Monday, October 20, 2008
After driving from Dundee to Aberdeenshire, we settled in for a night of catch up. Here I am, probably around midnight, red in the face from whatever was thrust into my hand (beer? wine?) and laughing over something that a new friend has told me. I stumbled off to bed around 2 AM.
Friday morning I woke up to find myself at Thainstone House, which is in Aberdeenshire. To call this place a "house" though is an understatement, because it was once a grand manor, owned by a landlord. To a romantic American, of course, a visit to this kind of place is absolute magic and something close to wish-fulfillment; it's impossible for me to look at any part of Europe and not think about its glorious past and to want to experience it just a little bit.
The night we arrived, we managed to stay up until 2 AM, and the night porter managed to stay up with us and make sure we had enough to drink (scotch, of course, which I did not drink) and that there was enough coal on the fire. Somehow, the following morning, we all managed to rise for breakfast.
And what breakfast would be complete in Scotland without a little patty of haggis?
Now, let me just say something here about the Scottish diet mystery. To be specific, I always manage to lose weight in the UK. I don't know why this is. Well, sometimes it is obvious, as when I ate an entire round of Mull Cheddar cheese and my lactose intolerance protested and I spent the night over a toilet. But in general, I eat far more cheese and cream in the UK than I would at home, with the end result that I weigh less. This is not true of my trips to France, by the way.
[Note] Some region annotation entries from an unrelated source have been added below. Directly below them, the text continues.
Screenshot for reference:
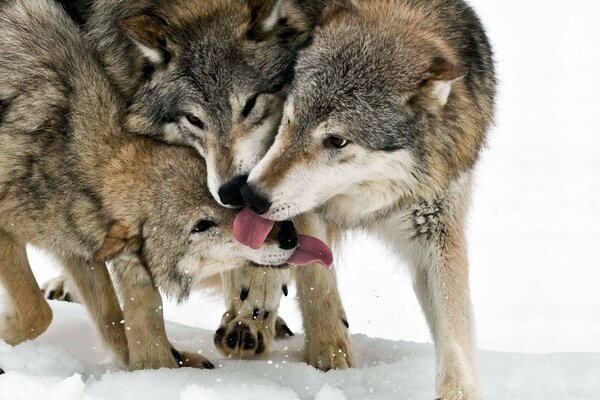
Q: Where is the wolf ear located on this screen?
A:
[96,222,141,262]
[247,0,353,47]
[423,57,466,108]
[119,14,171,65]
I'm thinking that the miracle weight loss has something to do with the cold. If you are busy shivering, then any and all calories simply evaporate.
Ah, men in kilts. They were everywhere.
Generations of kilts all the way to the horizon.
I liked these corsages, which incorporated the thistle, the flower of Scotland.
The kilt doesn't have to limit your look. I liked the way this couple reinterpreted the kilt so it had a tough black-and-metal kind of vibe. Very creative.
And here was the littlest kilt. He was extremely cute but also, says his mother, a complete terror. Once they walk, you can't stop them.
While waiting for the wedding to get started, the little girls sat in the window and looked at the guests, sharing secrets and observations, the way little girls do all over the world (until they blog).
And the boys, well, they were boys. (Their mother tried to put the chess set back together again).
After gathering around, waiting for the day to start, guests assembled in a large drawing room which was converted to accommodate the wedding ceremony. I liked the sight of so many kilts in chairs.
Not the best photo, but you can see the bride and groom exchanging vows.
Just before the couple exchanged rings, their 18 month old daughter had had enough of feeling excluded. "Daddy Daddy!" she cried, and ran up to her father. So it was that the rings were exchanged while the little girl watched.
After the wedding, we all waited for dinner. Like kids everywhere, these children played games. The girls used pink handhelds.
And the boys played their games.
Eventually, the bagpiper came indoors and played on the staircase, waiting for the bride and groom to reappear.
I was happy to see the Cassidys again, one of my all time favorite families. I really like the children--here you see me with Joanne (sp?) and her mother, Mary, both bright and colorful and smart.
Nine hours after the wedding began (no joke), we went to the ballroom which, of course, had a lovely bar all kitted out with scotch.
Not the best photo of the first dance, but it's all I have.
I don't have many photos of the dancing, mostly because I was actually dancing. I am a convert, now, to Scottish country dancing. In general, I think I like it when there are steps to a dance, rather than the loose gyrating that is so popular--in this, I am an old-fashioned girl. I now think that I am going to have to have a party in Scotland sometime with Scottish dancing--it is so much fun!
Twelve hours later, there we were on the dancefloor, dancing around in a circle. Gordon is very good at the polka, which means that we invariably passed anyone who was slow. The men in kilts were twirling--a dangerous but entertaining thing to do for men in kilts. The children somehow managed to stay up and dance and play. And in the morning, we all got up and ate haggis again.